Philip Temple’s 1965 account of an out­rageously bold exped­i­tion was pub­lished without fan­fare, without many good pho­to­graphs, and without even the bene­fit of a copy-edit­or; it van­ished without trace. The Sea and The Snow came to our atten­tion a few years ago as we pre­pared the books of H W Tilman for their new Col­lec­ted Edi­tion (he skippered the voy­age described in Philip’s book), and we learned that a large col­lec­tion of high qual­ity pho­tos from the exped­i­tion by its lead­er War­wick Dea­cock never, for some reas­on, made it into the ori­gin­al edi­tion. Taken on his Rol­leiflex 6 x 6 cm format cam­era, they lent them­selves per­fectly to full-page repro­duc­tion in the square format of our new edi­tion of the book, on the basis if you have them flaunt them. From the per­spect­ive of his eighties, here are Philip’s thoughts on the Heard Island Exped­i­tion of 1964–5:

More than half a cen­tury on, it is easy to for­get that no-one had done it before. There had been exped­i­tions to Ant­arc­tica and the sub-Ant­arc­tic islands, but these had all com­prised sub­stan­tial bod­ies of men on ships of a sens­ible size fit­ted out for ice and the South­ern Ocean. They may have had sails, but they were mostly powered by steam or dies­el engines. Even when sail was the only option, back in James Cook’s day, his Res­ol­u­tion was 111 feet long and car­ried a com­ple­ment of 112 men.

To most people in 1964, there­fore, it seemed a pre­pos­ter­ous pro­pos­al that ten men should under­take a sail­ing voy­age of 10,000 miles across the South­ern Ocean in a sixty-three-foot schoon­er to land on a har­bour­less, ice-covered island and make the first ascent of a 9000-ft vol­cano. Men in small ships had sailed to remote places before, alone or with small crews, but none with so much ambi­tion.

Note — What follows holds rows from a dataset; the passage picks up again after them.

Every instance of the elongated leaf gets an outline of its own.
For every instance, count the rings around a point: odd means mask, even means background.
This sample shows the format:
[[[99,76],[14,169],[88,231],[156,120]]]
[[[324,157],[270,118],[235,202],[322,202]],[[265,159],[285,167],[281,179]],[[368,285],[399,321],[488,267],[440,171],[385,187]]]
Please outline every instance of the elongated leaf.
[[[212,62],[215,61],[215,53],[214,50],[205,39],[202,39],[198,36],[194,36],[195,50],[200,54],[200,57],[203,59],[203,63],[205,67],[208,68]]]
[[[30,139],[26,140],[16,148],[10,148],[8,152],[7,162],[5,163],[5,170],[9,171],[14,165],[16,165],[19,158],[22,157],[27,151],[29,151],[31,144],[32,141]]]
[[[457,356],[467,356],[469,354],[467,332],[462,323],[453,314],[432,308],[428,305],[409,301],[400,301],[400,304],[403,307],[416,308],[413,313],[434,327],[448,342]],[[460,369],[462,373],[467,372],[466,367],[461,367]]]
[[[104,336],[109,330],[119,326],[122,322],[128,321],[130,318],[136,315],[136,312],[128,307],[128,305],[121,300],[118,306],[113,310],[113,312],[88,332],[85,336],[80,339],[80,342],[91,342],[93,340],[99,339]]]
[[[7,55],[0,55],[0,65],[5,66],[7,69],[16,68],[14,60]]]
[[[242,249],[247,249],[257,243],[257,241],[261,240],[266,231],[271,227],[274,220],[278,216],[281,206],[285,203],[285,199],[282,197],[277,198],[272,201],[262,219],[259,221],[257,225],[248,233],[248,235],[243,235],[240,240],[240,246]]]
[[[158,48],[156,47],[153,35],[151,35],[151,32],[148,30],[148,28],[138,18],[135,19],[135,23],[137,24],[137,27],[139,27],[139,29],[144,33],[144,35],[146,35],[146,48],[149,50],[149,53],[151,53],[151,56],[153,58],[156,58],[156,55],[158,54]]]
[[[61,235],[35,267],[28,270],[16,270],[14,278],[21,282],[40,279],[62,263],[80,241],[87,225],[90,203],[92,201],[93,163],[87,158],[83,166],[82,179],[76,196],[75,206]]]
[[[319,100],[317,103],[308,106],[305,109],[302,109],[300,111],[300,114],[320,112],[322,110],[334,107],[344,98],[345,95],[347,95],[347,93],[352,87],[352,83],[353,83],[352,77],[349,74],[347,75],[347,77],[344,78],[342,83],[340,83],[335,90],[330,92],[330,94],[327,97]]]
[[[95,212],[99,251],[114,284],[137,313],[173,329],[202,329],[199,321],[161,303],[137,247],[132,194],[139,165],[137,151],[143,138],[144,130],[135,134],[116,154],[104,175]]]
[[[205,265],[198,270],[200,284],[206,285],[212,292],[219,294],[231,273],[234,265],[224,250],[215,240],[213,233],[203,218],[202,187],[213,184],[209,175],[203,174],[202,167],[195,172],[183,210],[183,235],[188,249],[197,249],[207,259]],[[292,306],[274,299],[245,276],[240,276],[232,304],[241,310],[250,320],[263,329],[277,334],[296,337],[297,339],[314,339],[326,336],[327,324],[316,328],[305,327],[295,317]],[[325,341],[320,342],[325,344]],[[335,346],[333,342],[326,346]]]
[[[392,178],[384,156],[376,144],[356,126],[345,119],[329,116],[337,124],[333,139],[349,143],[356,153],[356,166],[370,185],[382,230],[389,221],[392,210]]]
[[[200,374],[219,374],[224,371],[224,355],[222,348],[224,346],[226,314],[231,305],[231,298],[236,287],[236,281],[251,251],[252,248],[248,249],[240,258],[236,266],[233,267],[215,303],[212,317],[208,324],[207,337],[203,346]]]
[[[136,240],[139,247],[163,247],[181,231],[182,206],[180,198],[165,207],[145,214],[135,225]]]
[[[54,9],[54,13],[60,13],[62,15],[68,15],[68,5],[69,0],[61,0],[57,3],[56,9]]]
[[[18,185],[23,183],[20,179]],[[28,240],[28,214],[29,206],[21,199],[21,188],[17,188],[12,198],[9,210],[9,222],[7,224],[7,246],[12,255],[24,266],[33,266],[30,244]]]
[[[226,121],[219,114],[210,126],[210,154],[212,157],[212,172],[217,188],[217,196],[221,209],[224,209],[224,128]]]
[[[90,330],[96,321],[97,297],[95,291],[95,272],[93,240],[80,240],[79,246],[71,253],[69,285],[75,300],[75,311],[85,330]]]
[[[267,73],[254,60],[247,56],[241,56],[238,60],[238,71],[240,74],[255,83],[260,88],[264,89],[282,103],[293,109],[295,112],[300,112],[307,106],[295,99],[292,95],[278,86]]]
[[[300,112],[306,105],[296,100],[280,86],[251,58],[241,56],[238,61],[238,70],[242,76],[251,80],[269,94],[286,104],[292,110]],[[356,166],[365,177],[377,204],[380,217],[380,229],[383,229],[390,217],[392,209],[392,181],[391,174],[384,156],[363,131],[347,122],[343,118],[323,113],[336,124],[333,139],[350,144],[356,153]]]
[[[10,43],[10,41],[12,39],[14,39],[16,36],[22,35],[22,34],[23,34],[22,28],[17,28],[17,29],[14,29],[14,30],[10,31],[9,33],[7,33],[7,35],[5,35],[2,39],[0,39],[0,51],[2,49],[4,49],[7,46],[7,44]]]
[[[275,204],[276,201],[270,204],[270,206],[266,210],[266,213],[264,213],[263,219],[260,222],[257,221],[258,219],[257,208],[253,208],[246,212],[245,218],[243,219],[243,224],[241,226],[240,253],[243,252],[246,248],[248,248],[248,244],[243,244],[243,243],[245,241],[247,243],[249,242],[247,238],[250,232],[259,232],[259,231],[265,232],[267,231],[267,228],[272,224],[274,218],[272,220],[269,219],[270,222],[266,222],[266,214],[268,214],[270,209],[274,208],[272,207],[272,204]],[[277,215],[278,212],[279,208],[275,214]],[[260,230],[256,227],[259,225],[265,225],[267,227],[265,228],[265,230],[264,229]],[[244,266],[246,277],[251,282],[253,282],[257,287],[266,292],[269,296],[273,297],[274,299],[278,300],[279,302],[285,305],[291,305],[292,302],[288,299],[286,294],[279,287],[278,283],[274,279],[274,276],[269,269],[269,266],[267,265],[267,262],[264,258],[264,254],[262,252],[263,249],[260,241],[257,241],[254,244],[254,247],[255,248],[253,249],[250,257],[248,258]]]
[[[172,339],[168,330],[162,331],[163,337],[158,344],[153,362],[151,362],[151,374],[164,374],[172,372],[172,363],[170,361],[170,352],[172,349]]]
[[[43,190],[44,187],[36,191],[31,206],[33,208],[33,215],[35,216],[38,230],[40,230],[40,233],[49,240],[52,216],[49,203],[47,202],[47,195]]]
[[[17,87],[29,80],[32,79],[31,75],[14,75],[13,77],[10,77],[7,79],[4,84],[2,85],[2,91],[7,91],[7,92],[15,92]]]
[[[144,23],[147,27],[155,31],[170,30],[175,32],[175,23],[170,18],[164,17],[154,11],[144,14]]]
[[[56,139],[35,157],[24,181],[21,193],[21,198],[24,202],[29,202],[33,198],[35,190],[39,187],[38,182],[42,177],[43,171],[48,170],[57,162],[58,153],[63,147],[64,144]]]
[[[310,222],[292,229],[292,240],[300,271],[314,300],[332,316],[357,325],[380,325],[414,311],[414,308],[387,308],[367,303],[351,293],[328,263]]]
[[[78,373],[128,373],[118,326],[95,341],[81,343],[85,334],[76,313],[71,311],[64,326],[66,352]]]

But that was the point. As the exped­i­tion sci­ent­ist, Gra­hame Budd, put it, its lead­er War­wick Dea­cock wished to demon­strate that, ‘If one will only dare, one can actu­ally do the most unlikely things that may come into one’s head. For the hes­it­ant, the dif­fid­ent, and the many ama­teurs over­awed by the experts of this world, this demon­stra­tion can’t be made too often’. Warwick’s vis­ion cap­tured the ima­gin­a­tion of Sydney, from where the exped­i­tion began, and his energy drew enough sup­port from its com­munity, in fin­ance and kind, to make it pos­sible. That the exped­i­tion then suc­ceeded in all its aims, explor­at­ory and sci­entif­ic, was a trib­ute not only to Warwick’s lead­er­ship but also to the skills and ded­ic­a­tion of his chosen crew, under the sail­ing dir­ec­tion of that peer­less explorer and skip­per, H. W. ‘Bill’ Tilman.


It was a priv­ilege to take part in the South Indi­an Ocean Exped­i­tion to Heard Island dur­ing that south­ern sum­mer of 1964–65. It was one of the most import­ant and mem­or­able exper­i­ences of my young life. As, I think, it was for all of us, it helped shape who I was and went on to become. Ed Hil­lary wrote that what we under­took was indic­at­ive of our ‘cour­age and ima­gin­a­tion’. If that was true, the example offered by such adven­tur­ous enter­prises can­not be made too often, for the value it renders to its par­ti­cipants and for the encour­age­ment it gives to oth­ers to also try the ‘most unlikely things’.